I cambiamenti geopolitici stanno mettendo fine all’egemonia del dollaro. Con lo scoppio della guerra in Ucraina, gli Stati Uniti hanno deciso di imporre sanzioni alla Russia e, quindi, di congelare miliardi di beni. Anziché indurre il Cremlino a fare marcia indietro, hanno accelerato quel processo, avviato da Vladimir Putin ancor prima dell’invasione dell’Ucraina, di sviluppo di una nuova valuta di riserva mondiale sostenuta in qualche misura dall’oro. Alle nazioni BRICS (Brasile, Russia, India, Cina e Sudafrica) si sono aggiunte decine di altre che vogliono staccarsi dall’egemonia del dollaro e usare un sistema di regolamento degli scambi differente. Questo nuovo gruppo annuncerà il primo step per raggiungere tale obiettivo nella riunione che si terrà alla fine di agosto a Johannesburg. In molti respingono questa prospettiva, del resto gli Usa e il dollaro hanno dominato per ottant’anni. Ma per Patrick Barron, consulente del settore bancario, con un passato da docente universitario, «non comprendono la vera economia, la vera teoria monetaria e la vera statistica internazionale».

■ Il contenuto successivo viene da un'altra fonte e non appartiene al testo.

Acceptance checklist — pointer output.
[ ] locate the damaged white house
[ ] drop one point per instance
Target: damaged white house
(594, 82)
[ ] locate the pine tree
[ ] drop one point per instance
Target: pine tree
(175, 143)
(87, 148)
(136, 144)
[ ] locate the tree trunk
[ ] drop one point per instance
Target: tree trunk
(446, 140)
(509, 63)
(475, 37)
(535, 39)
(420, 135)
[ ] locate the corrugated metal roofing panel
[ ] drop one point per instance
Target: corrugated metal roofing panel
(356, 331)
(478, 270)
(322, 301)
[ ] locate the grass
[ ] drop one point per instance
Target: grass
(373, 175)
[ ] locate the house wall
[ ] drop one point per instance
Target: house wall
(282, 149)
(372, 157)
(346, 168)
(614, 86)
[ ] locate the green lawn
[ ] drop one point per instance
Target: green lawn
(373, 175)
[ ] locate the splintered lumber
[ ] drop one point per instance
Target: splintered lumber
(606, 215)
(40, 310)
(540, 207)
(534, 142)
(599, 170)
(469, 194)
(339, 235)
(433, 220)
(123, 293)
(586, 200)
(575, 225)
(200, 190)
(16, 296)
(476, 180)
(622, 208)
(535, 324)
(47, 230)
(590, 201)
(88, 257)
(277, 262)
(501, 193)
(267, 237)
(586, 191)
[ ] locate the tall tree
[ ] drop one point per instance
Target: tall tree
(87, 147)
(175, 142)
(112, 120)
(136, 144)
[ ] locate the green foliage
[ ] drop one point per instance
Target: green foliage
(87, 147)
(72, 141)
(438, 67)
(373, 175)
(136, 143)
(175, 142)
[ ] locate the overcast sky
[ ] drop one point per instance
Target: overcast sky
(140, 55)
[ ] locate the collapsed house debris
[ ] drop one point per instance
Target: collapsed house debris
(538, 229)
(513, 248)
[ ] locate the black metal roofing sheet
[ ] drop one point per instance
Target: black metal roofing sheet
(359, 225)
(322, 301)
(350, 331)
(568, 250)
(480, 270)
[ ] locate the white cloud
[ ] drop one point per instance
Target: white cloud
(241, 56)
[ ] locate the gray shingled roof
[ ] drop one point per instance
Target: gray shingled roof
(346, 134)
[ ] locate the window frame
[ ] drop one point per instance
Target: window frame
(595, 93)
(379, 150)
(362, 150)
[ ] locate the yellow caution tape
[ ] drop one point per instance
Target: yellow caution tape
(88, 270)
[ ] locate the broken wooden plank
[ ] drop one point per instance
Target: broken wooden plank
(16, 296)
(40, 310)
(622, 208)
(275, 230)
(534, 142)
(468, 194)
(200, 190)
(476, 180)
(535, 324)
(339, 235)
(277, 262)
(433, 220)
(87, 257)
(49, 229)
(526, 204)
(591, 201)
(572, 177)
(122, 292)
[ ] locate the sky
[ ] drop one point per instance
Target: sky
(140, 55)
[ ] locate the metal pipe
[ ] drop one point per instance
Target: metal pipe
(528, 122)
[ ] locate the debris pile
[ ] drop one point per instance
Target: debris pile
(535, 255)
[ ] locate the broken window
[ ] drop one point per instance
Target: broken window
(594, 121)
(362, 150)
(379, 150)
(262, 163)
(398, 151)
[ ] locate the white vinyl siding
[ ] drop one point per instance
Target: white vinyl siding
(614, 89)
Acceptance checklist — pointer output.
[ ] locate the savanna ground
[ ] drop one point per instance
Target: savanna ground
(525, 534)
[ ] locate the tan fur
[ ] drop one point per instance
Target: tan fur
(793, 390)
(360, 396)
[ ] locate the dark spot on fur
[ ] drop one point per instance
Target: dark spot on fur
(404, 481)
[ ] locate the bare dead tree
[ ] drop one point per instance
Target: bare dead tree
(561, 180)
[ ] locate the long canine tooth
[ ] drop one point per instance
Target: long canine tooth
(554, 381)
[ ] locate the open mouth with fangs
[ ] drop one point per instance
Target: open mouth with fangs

Nella sua analisi sul sito del Mises Institute, think tank austriaco a favore del libero mercato, evidenzia come gli Stati Uniti si siano fatti affascinare «da tre concetti distruttivi». Il primo è la teoria keynesiana, che sostiene l’intervento pubblico a sostegno della domanda tramite politiche monetarie e/o fiscali espansive; il secondo è la teoria monetaria moderna, secondo cui «gli Stati sovrani non potranno mai andare in bancarotta grazie alla loro capacità di stampare tutto il denaro di cui hanno bisogno»; il terzo «è la vera e propria arroganza degli Stati Uniti dalla fine della Seconda Guerra Mondiale, che si degnano di cancellare intere nazioni». Ma questo può finire con il progetto di riforma monetaria dei Paesi BRICS. «A quel punto, gli Stati Uniti cominceranno a perdere amici finché anch’essi non riacquisteranno a malincuore la ragione e torneranno all’oro, agli affari onesti e a una politica di Stato onesta e rispettosa».
DOLLARO, LA MINACCIA (FALLITA) DELLA GERMANIA
Nella sua approfondita analisi sul sito del Mises Institute, l’economista Patrick Barron ricorda come la Germania si è allontanata dalla leadership monetaria. A metà degli anni 2010, infatti, era sicuro che i tedeschi avrebbero abbandonato l’euro per ripristinare il marco tedesco. Una mossa che avrebbe provocato il collasso dell’eurozona e reso il marco tedesco la moneta di scambio preferita in Europa, minacciando forse il dollaro per il dominio delle riserve mondiali. Ma niente di tutto ciò è accaduto. «La Germania sapeva e temeva che in tutto il mondo sarebbe suonato il campanello d’allarme che, ancora una volta, la Germania stava sorgendo e avrebbe dominato l’Europa». Quindi, la Francia si sarebbe ritrovata a scegliere di adottare il marco tedesco o di far tornare il franco francese. Inoltre, sarebbe stata tagliata fuori dal commercio internazionale se non avesse riformato il suo insostenibile sistema di welfare. Inoltre, la Francia beneficiava di sussidi, in particolare all’agricoltura.
Quindi, sarebbero state necessarie riforme. Ma la Francia aveva qualcosa che la Germania non aveva: armi nucleari. «Il controllo indipendente del proprio arsenale nucleare era la posta in gioco minima per giocare il gioco della valuta di riserva». Barron si chiede, dunque, il motivo per il quale la Germania, pur avendo rinunciato alle armi nucleari, abbia acconsentito a rinunciare al marco tedesco per adottare l’euro. «All’epoca, la Germania voleva riunire la Germania Est e Ovest. I francesi, che detenevano legalmente il potere di veto su una simile mossa, posero l’adozione dell’euro come condizione per la riunificazione». C’è un altro grande evento geopolitico rilevante secondo Patrick Barron: la salita al potere in Cina di Deng Xiaoping dopo la morte di Mao Zedong. Infatti, aprì una stagione di ampie riforme economiche capitalistiche che resero la Cina rivale Usa in termini di potenza economica. Con Mao aveva ottenuto armi nucleari, così acquisti un altro ingrediente per sfidare il dollaro americano: una grande economia.